The Mystery Of The Past

I personally love history, particularly that of the country I am from. It holds a romance and mystery that I find somewhat addictive. I could easily write you an essay on this subject alone, however on this post I thought I’d tell you a bit about my own personal journey to the past.

Several years ago my Father and I started researching our family tree, we got a fair distance back but life took over and it fell by the wayside. Recently I have resumed this quest to learn about my ancestors with some surprising results.

I can probably trace this resurgence in interest to the BBC 1 program ‘Who Do You Think You Are‘ on Monday evenings at 9pm. One episode took a celebrity out to India to trace his ancestors. This was of particular interest as my Grandfather was born in India. However much of this line still remains a mystery (I hope to solve it soon).

So if you have a hankering to follow your family lines where do you start?
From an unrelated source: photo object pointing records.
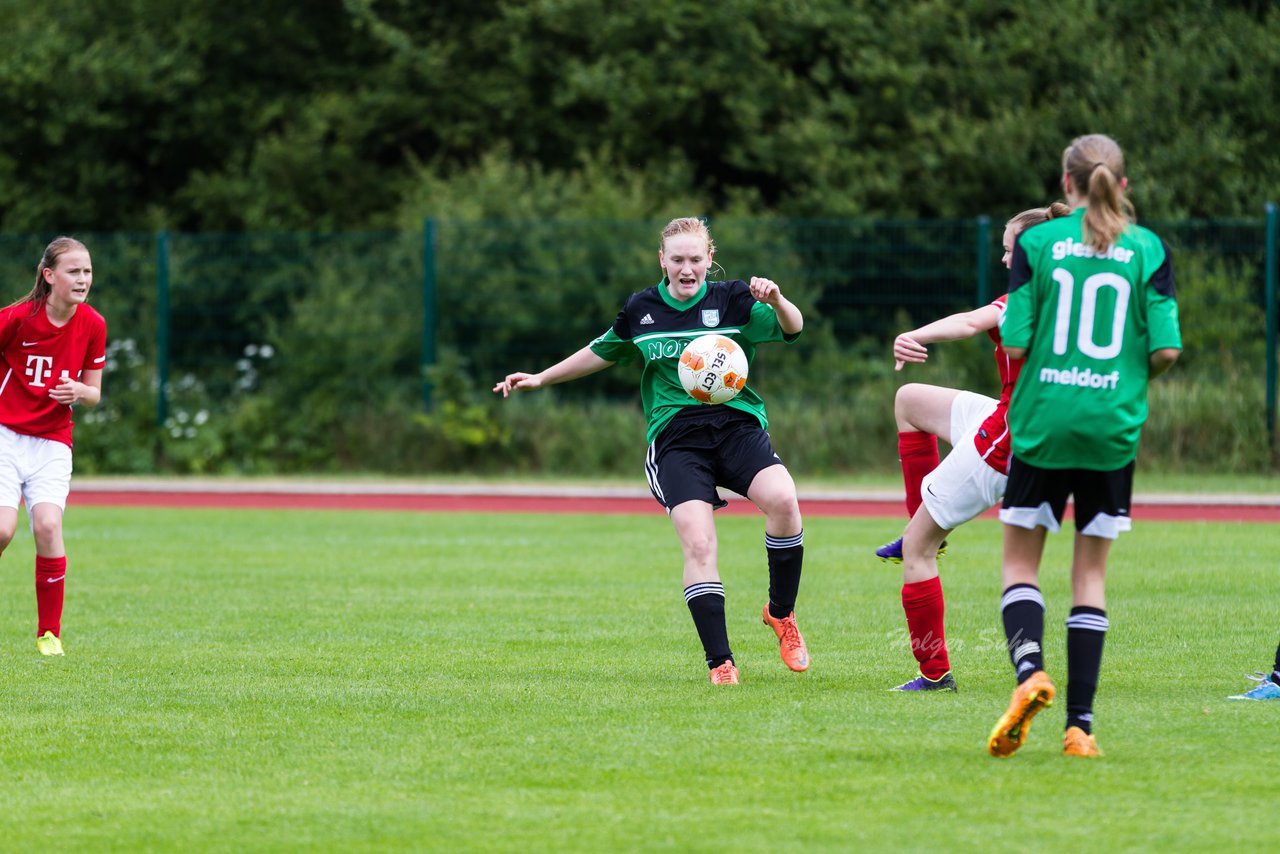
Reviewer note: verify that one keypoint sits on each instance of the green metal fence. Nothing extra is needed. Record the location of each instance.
(379, 310)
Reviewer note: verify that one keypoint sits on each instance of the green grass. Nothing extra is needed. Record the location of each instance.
(394, 681)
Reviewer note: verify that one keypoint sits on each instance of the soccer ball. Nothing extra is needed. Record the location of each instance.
(713, 369)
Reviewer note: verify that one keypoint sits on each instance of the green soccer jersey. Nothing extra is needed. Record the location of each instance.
(1088, 322)
(653, 325)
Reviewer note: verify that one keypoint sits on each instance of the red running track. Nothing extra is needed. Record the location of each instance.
(490, 503)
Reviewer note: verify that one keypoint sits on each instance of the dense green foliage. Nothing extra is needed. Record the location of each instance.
(259, 114)
(295, 354)
(357, 681)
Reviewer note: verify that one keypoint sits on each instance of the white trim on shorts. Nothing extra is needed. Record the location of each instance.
(33, 470)
(1031, 517)
(963, 485)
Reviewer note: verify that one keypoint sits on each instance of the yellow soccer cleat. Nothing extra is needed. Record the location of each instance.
(49, 644)
(1028, 699)
(1078, 743)
(725, 675)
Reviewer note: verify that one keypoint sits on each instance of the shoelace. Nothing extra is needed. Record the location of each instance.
(791, 633)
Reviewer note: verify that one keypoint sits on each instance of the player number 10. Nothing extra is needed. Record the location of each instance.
(1088, 309)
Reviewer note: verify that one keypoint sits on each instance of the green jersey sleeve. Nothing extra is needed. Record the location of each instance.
(1162, 329)
(1019, 318)
(612, 348)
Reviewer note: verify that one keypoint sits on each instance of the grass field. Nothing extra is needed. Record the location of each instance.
(247, 680)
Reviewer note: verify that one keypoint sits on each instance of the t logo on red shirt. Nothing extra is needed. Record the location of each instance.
(39, 368)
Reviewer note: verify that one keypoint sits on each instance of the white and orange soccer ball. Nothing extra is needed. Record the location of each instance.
(713, 369)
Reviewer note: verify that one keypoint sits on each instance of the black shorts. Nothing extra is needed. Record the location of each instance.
(703, 448)
(1037, 497)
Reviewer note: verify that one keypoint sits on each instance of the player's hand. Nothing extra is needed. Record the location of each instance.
(519, 382)
(766, 291)
(65, 392)
(908, 350)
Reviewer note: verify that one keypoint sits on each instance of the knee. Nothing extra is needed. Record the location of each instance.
(784, 512)
(905, 405)
(700, 549)
(46, 529)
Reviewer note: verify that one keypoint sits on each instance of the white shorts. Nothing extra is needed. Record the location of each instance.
(33, 469)
(963, 485)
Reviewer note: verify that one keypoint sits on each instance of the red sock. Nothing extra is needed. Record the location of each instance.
(922, 601)
(919, 456)
(50, 581)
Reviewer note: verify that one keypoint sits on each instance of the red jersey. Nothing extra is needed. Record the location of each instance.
(37, 357)
(992, 438)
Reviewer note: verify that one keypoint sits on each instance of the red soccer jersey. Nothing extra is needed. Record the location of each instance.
(37, 356)
(992, 439)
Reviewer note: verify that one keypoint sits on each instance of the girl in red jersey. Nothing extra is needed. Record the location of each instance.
(53, 348)
(969, 482)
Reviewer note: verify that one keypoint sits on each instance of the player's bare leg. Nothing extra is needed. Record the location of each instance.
(1086, 631)
(46, 524)
(923, 604)
(775, 493)
(704, 594)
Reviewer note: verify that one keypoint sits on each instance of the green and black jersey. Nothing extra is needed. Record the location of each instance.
(1089, 322)
(656, 327)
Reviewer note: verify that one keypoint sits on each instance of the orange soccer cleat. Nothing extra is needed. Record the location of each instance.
(791, 647)
(1029, 698)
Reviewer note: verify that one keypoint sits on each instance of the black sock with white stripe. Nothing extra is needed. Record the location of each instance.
(1086, 630)
(786, 556)
(705, 603)
(1023, 611)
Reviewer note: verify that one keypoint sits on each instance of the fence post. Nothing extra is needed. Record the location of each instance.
(983, 260)
(161, 328)
(1271, 322)
(429, 307)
In the UK all births from 1837 onwards had to be registered and a certificate provided, this happily means that most families can (with relative ease) trace their families back to this point if no further. This records can easily be search online using sites such as Ancestry or My Heritage.

We also have census records from 1841-1901 which list the addresses, ages and places of birth of every person in the country. This can lead you back a stage with very little effort.

Marriage records list the fathers name of both parties, which gets you another generation back and so on. There really is a wealth of resources to aid your search.

I am currently using the site Ancestry to do most of my research. They have many resources, including the ability to compile an online family tree. It was through this tree that I came into contact with a distant cousin who could complete my tree all the way back to the 1600s! Saved me a lot of work and I found out some fabulous information. For example one distant relative was sent to Australia for stealing cheese!

I have also been contacted by a person in Europe who is a distant relative of my husband who still lives in the rather ancient ancestral home.

Have any of you embarked on your family trees?